3. Tipps zur Garzeit
- Garzeit: Die Garzeit hängt von der Dicke des Lachsfilets ab. Ein 1 cm dicker Lachs braucht etwa 5–7 Minuten auf jeder Seite, um gar zu sein.
- Prüfung auf Garung: Der Lachs ist gar, wenn sich die Konsistenz verändert und die Textur fest, aber noch fein bleibt. Mit einer Gabel kann man ihn leicht ablösen.
4. Verfeinerungen
- Kräuter und Gewürze: Lachs kann mit verschiedenen Kräutern und Gewürzen verfeinert werden, wie z. B. Dill, Petersilie, Zitronenabrieb, Knoblauch, Zwiebeln oder Senf.
- Soßen: Lachs kann mit verschiedenen Soßen serviert werden, wie z.
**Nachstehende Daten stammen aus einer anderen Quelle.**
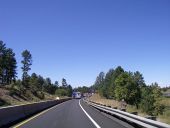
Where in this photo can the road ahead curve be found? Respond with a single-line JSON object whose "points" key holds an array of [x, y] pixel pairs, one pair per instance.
{"points": [[72, 114]]}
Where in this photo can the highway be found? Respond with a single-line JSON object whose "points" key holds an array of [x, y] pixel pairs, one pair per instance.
{"points": [[72, 114]]}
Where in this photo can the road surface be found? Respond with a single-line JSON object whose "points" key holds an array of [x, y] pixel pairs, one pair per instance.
{"points": [[72, 114]]}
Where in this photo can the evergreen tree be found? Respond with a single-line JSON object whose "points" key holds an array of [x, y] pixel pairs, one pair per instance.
{"points": [[27, 62]]}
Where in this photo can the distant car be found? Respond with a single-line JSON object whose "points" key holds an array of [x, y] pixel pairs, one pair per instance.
{"points": [[76, 95]]}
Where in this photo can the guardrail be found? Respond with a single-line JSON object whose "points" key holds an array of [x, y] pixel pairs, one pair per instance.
{"points": [[14, 113], [137, 120]]}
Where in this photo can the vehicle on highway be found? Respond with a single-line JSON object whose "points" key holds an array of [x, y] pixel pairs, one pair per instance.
{"points": [[76, 95]]}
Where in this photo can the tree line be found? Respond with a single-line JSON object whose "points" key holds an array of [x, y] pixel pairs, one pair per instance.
{"points": [[34, 82], [120, 85]]}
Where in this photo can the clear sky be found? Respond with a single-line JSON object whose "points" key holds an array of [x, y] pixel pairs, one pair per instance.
{"points": [[76, 39]]}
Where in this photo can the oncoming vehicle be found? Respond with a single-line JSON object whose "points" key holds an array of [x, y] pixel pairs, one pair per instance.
{"points": [[76, 95]]}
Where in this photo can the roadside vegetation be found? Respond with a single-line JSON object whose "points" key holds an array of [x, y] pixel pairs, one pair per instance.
{"points": [[118, 85], [29, 88]]}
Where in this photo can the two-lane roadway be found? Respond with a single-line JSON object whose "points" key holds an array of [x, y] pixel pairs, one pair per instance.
{"points": [[72, 114]]}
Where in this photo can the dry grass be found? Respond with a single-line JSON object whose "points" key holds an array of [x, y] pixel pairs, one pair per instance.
{"points": [[162, 118], [98, 99]]}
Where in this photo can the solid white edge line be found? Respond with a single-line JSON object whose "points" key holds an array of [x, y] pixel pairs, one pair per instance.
{"points": [[97, 126]]}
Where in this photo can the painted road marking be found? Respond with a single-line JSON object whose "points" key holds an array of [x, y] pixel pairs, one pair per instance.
{"points": [[97, 126], [26, 121]]}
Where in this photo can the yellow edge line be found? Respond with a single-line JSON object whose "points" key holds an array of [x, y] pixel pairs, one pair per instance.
{"points": [[26, 121]]}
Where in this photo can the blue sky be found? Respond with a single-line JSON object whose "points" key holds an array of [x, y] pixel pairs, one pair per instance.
{"points": [[76, 39]]}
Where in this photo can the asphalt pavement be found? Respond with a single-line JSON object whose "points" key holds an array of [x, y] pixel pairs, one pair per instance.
{"points": [[72, 114]]}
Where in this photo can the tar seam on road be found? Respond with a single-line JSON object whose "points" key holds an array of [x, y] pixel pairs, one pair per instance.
{"points": [[24, 122], [97, 126]]}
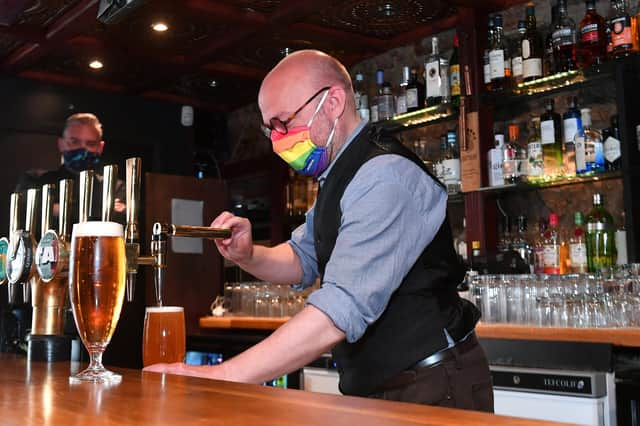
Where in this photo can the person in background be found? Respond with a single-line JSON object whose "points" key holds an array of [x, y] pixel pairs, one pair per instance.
{"points": [[379, 239], [80, 146]]}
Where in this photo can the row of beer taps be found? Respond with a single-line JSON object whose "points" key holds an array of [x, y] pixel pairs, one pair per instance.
{"points": [[40, 269]]}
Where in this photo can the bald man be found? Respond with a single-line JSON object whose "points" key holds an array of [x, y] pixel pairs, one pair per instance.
{"points": [[378, 239]]}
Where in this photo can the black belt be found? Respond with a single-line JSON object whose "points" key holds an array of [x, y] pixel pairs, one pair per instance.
{"points": [[408, 376]]}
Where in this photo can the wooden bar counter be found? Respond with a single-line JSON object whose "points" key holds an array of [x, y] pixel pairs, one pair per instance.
{"points": [[34, 393]]}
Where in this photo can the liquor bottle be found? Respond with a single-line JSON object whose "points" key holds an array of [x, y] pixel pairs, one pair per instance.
{"points": [[624, 30], [538, 250], [621, 243], [401, 99], [362, 100], [564, 40], [552, 246], [520, 242], [498, 57], [375, 102], [415, 92], [437, 76], [600, 236], [517, 67], [578, 246], [612, 151], [510, 161], [385, 102], [572, 124], [451, 163], [549, 66], [592, 37], [535, 163], [485, 56], [504, 235], [455, 81], [494, 160], [589, 147], [550, 135]]}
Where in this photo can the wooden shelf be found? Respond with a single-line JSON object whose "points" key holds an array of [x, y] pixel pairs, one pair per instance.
{"points": [[629, 337], [246, 323]]}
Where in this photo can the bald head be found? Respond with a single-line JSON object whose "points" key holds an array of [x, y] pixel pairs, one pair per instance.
{"points": [[297, 77]]}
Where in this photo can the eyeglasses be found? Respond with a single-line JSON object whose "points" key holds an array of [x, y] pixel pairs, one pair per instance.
{"points": [[281, 126], [76, 143]]}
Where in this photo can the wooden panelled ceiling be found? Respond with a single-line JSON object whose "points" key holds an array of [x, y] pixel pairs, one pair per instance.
{"points": [[231, 42]]}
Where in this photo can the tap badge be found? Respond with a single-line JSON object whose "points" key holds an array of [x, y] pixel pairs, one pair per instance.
{"points": [[4, 248], [48, 255], [19, 257]]}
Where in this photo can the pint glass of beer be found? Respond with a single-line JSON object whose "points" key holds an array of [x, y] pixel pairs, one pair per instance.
{"points": [[163, 339], [97, 273]]}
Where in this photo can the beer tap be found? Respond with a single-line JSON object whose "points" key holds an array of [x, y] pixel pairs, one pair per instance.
{"points": [[14, 225], [52, 263], [161, 233], [21, 268], [86, 195]]}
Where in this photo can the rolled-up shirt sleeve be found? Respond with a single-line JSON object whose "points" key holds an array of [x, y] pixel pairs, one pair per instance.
{"points": [[303, 246], [391, 211]]}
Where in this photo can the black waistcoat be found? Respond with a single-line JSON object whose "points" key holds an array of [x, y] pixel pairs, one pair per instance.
{"points": [[411, 327]]}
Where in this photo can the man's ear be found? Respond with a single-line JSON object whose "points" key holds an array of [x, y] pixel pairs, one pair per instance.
{"points": [[61, 145]]}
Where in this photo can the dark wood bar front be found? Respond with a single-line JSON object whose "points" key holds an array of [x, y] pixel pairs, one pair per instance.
{"points": [[39, 393]]}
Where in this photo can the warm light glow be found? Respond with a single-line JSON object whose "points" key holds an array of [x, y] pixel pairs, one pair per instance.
{"points": [[96, 64], [160, 27]]}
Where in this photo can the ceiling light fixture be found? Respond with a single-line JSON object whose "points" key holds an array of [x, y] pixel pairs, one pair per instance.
{"points": [[96, 64], [159, 27]]}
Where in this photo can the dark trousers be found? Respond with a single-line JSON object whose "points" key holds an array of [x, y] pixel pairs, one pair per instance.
{"points": [[461, 382]]}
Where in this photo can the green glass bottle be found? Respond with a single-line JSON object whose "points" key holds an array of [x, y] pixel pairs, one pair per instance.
{"points": [[601, 244]]}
B. Hollandaise, Dijonsenf, Safransauce oder einer cremigen Sahnesoße.
Schlussfolgerung
Lachs ist ein vielseitiger Fisch, der sich durch seine milden Aromen und seine zarten Textur in der kulinarischen Welt bestens bewährt hat. Die hier vorgestellten Rezepte zeigen, wie kreativ und abwechslungsreich Lachs zubereitet werden kann. Von Lachs-Wellingtons über gebratenen Lachs mit Fenchelgemüse bis hin zu Lachstatar als Topping – Lachs kann in vielen Formen serviert werden. Die Zubereitung ist einfach und unkompliziert, sodass auch Hobbyköche zu einem leckeren Gericht kommen. Mit den richtigen Tipps und Techniken kann Lachs zu einem kulinarischen Highlight werden, das sowohl optisch als auch geschmacklich beeindruckt. Ob auf dem Teller eines jeden Tages oder auf dem Festtagsmenü – Lachs ist immer eine gute Wahl.